Introduction

What is The New Yorker? I know it’s a great magazine and that it’s a tremendous source of pleasure in my life. But what exactly is it? This blog’s premise is that The New Yorker is a work of art, as worthy of comment and analysis as, say, Keats’s “Ode on a Grecian Urn.” Each week I review one or more aspects of the magazine’s latest issue. I suppose it’s possible to describe and analyze an entire issue, but I prefer to keep my reviews brief, and so I usually focus on just one or two pieces, to explore in each the signature style of its author. A piece by Nick Paumgarten is not like a piece by Jill Lepore, and neither is like a piece by Ian Frazier. One could not mistake Collins for Seabrook, or Bilger for Galchen, or Mogelson for Kolbert. Each has found a style, and it is that style that I respond to as I read, and want to understand and describe.

Tuesday, March 28, 2017

Helen Vendler's Brilliant "Lowell's Persistence"


Robert Lowell (Photo by Steve Shapiro)














Dan Chiasson, in his “The Mania and the Muse” (The New Yorker, March 20, 2017), a review of Kay Redfield Jamison’s Robert Lowell, Setting the River on Fire, says, “Jamison’s study tells us a lot about bipolar disorder, but it can’t quite connect the dots to Lowell’s work. Poetry doesn’t coöperate much with clinical diagnosis.” A study that does connect those dots and shows the ways Lowell represented his depression in verse is Helen Vendler’s brilliant “Lowell’s Persistence,” included in her 2015 collection The Ocean, the Bird, and the Scholar. Vendler notes a number of characteristics of Lowell’s depressed style, including obstructive line stoppages (“In For the Union Dead, Lowell’s stoppages reflect a mind moving sluggishly to organize its materials, as though it were an effort to find a piece of wit to join subject to object”), corrupted flashbacks (“But the seepage of compositorial depression corrupts the colors of the past, both by finding the simile of rot for the remembered hue of the rocks, and by aggressing against that false visual appearance of purple by insisting on the true and banal substratum of gray”), and immobility (“The depressed mind, even if capable of momentary relief, knows the immobile backdrop is always there unchangingly waiting: ‘water, stone, grass and sky’ ”).

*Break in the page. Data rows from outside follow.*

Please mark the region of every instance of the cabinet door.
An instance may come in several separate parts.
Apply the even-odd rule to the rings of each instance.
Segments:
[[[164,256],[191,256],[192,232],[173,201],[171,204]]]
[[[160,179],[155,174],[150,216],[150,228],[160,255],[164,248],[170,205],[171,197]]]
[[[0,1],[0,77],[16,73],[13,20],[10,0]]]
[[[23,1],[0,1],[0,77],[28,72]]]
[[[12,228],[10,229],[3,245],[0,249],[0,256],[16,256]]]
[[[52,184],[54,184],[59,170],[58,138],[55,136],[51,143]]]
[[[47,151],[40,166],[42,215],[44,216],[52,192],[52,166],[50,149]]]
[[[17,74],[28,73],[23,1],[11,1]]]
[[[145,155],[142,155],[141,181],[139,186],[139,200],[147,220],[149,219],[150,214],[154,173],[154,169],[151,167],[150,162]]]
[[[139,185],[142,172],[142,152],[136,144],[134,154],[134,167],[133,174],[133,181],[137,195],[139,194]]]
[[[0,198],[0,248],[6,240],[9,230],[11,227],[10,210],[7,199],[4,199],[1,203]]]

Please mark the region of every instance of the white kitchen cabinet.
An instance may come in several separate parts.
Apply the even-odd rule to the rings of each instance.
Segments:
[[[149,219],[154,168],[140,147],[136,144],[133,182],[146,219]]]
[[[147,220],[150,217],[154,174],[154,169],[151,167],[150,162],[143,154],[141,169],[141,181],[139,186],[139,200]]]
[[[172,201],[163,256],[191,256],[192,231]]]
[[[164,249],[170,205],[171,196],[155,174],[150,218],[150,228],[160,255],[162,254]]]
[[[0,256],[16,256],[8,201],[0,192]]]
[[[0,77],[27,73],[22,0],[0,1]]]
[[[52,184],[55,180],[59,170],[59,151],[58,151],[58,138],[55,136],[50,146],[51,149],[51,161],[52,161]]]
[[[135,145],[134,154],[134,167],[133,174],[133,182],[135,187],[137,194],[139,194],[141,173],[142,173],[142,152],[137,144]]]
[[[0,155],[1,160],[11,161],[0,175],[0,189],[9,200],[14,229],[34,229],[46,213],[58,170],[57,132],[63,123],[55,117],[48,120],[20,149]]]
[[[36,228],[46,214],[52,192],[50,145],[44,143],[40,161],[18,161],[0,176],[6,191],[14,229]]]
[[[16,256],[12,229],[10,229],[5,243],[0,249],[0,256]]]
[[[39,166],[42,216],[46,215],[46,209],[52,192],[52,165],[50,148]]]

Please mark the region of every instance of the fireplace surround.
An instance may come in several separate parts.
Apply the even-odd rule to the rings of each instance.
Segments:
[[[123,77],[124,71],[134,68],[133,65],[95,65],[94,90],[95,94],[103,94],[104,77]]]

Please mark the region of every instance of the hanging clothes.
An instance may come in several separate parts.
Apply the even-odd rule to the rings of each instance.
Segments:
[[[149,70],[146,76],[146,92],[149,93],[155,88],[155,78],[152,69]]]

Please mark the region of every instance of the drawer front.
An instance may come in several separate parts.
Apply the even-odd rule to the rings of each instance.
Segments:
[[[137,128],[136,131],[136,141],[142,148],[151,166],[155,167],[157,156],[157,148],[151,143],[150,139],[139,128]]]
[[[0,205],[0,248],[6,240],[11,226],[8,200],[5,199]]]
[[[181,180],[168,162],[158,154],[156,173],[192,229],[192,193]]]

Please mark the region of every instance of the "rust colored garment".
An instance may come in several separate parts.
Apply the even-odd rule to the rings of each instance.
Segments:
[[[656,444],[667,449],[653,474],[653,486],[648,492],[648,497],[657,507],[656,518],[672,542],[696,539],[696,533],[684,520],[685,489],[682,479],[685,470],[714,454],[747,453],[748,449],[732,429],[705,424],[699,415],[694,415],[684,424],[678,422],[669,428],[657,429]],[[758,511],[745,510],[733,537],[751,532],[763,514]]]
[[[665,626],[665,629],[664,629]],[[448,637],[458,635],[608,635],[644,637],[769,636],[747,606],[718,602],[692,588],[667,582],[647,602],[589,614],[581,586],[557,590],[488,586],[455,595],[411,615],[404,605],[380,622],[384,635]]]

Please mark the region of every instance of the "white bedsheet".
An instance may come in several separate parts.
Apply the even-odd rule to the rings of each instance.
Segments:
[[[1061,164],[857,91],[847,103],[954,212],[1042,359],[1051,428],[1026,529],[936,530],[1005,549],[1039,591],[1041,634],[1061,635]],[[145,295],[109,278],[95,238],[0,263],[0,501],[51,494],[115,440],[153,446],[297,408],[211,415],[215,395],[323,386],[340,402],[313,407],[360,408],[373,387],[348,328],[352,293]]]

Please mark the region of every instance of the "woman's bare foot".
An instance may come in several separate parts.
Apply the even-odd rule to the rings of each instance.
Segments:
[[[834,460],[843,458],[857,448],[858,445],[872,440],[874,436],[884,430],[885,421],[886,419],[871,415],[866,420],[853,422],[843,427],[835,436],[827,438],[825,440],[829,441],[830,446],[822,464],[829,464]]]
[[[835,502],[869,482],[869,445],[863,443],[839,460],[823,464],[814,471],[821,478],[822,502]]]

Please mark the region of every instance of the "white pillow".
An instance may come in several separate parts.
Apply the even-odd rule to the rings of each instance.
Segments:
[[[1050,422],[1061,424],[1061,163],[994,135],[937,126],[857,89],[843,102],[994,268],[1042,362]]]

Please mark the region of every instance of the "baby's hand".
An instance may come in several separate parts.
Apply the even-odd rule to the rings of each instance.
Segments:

Lowell’s depressive style isn’t totally negative. It has, as Vendler points out, its beautiful aspects. One is its beauty of accuracy. Another is its beauty of vividness, of the arresting image. Vendler says of Lowell’s “Florence,”

Just as the monsters are wonderfully found images for the formless, nonthinking, “decapitated,” foundering, and festering state of the depressed body, so the phrase “my heart bleeds black blood,” with its spondaic and alliterative monosyllables and its gradually thickening vowels – from the scream of “ee” to the flatness of “a” to the subvocalic clotting of “uh” – offers a feeling image (in appropriate language) for the festering, oozing decline of the depressed soul.

Vendler’s great essay expands my appreciation of Lowell’s aesthetic. She shows him to be a powerful artist of the inner life, “not flinching before its deserts of drought and paralysis.”